Now, thanks to Kennedy and Oz, that particular backdoor mandate – the one that made administrators more loyal to CMS spreadsheets than to their own Hippocratic Oaths – is officially dead.
Let’s be clear: this repeal is not just about numbers on a federal form. It’s about stripping away the financial incentive to suppress clinical judgment, force unnecessary treatments, and throw medical ethics out the window. It’s about finally admitting that when you pay people to comply, you’re not practicing medicine. You’re running a state-sanctioned racket.

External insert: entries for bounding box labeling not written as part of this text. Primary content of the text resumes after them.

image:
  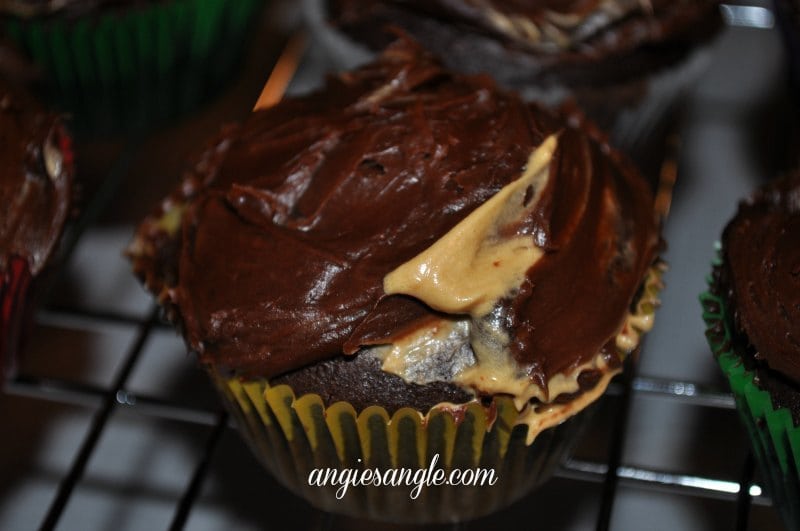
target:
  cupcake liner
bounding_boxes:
[0,256,32,383]
[209,368,588,523]
[2,0,264,133]
[700,255,800,529]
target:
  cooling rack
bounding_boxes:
[0,2,782,530]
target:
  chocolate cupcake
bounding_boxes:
[307,0,721,185]
[701,172,800,529]
[0,0,264,136]
[129,40,660,523]
[0,82,74,380]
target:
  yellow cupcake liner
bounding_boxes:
[209,367,588,523]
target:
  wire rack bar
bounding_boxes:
[169,412,228,531]
[41,310,157,530]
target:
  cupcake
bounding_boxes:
[129,39,661,523]
[0,82,74,380]
[0,0,263,135]
[306,0,721,185]
[701,172,800,529]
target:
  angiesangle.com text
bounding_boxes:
[308,454,499,500]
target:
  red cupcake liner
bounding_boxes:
[0,256,33,382]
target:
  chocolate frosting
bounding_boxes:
[134,40,659,382]
[330,0,719,62]
[722,173,800,384]
[0,85,73,275]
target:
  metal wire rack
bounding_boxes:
[0,2,788,530]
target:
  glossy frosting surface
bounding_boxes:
[0,85,72,275]
[722,173,800,384]
[147,41,659,387]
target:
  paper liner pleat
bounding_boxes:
[209,369,587,523]
[700,279,800,529]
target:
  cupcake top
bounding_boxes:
[722,172,800,385]
[130,40,660,416]
[0,84,73,275]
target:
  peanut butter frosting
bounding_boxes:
[130,40,660,406]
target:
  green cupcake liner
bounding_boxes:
[700,255,800,529]
[2,0,264,133]
[209,368,588,524]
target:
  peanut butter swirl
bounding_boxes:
[722,173,800,385]
[131,40,659,388]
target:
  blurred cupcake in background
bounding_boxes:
[129,39,661,523]
[0,0,264,136]
[0,76,74,382]
[306,0,721,187]
[701,171,800,529]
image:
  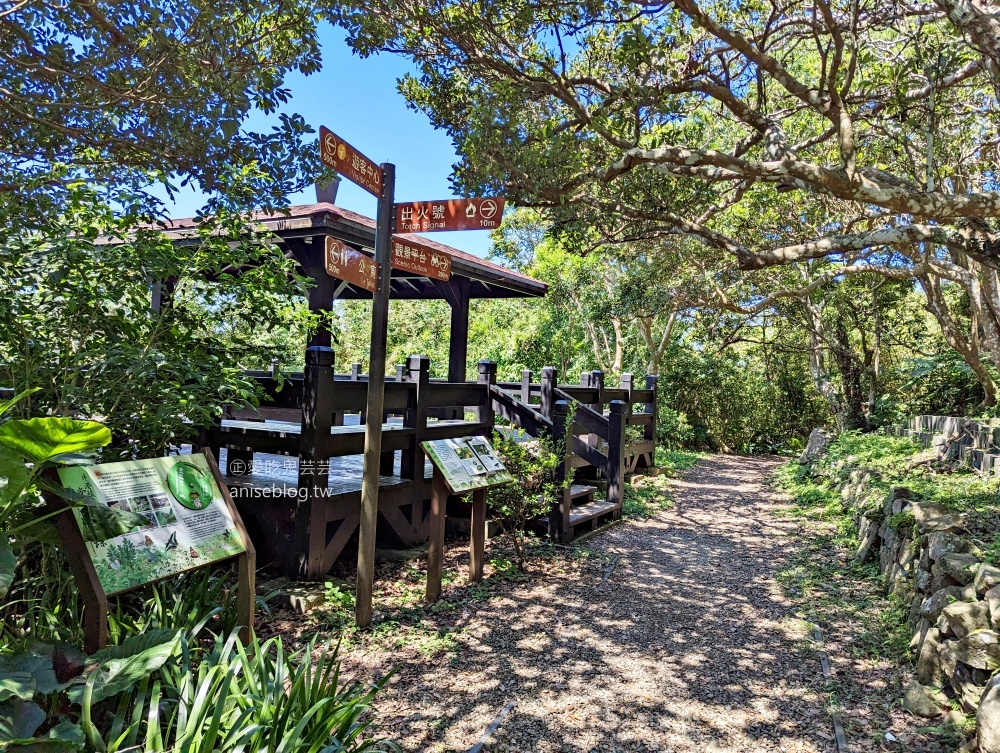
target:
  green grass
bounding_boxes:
[622,447,703,518]
[772,440,921,662]
[656,447,705,476]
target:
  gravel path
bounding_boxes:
[345,457,835,753]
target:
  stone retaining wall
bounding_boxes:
[892,416,1000,476]
[831,446,1000,753]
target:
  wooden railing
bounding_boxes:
[491,367,657,540]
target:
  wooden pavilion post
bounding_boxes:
[290,241,338,580]
[608,400,626,517]
[354,162,396,627]
[448,277,469,382]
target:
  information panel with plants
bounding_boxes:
[420,437,514,494]
[59,455,245,594]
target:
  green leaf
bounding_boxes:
[76,505,149,541]
[0,698,45,743]
[0,449,30,507]
[0,534,17,596]
[0,387,41,416]
[0,417,111,463]
[69,630,181,703]
[0,672,35,701]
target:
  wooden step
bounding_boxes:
[569,501,615,526]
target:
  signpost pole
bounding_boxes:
[354,162,396,627]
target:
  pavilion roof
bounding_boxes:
[164,203,548,299]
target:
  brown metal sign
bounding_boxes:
[392,235,451,281]
[319,126,382,198]
[326,236,378,293]
[393,199,504,233]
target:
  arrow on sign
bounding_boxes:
[319,126,382,198]
[393,199,504,233]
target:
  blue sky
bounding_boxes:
[160,24,491,256]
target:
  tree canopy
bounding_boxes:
[333,0,1000,268]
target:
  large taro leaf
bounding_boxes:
[0,416,111,463]
[69,630,181,703]
[77,505,149,541]
[0,387,41,416]
[0,448,29,510]
[0,533,17,598]
[0,670,35,701]
[0,698,45,747]
[4,720,86,753]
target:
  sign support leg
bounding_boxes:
[469,489,486,583]
[354,163,396,627]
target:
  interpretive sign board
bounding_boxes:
[393,199,505,233]
[420,437,514,494]
[392,235,451,282]
[326,236,378,293]
[59,455,246,594]
[319,126,383,198]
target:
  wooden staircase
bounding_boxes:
[490,370,628,542]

To all the Illinois hospital boards and administrators who looked the other way while doctors were sidelined, patients were silenced, and families were gaslit: You didn’t “follow the science.”
You followed the money.
And you did it at the cost of lives.
No amount of DEI statements, rainbow logos, or tearful press releases will erase the fact that your institutions enforced death protocols under the guise of care.
This repeal is not the end – but it’s a start. A beachhead. A crack in the wall of bureaucratic medicine.
The backdoor mandate is dead. The financial muzzle is off. And maybe – just maybe – the patient can finally come first again.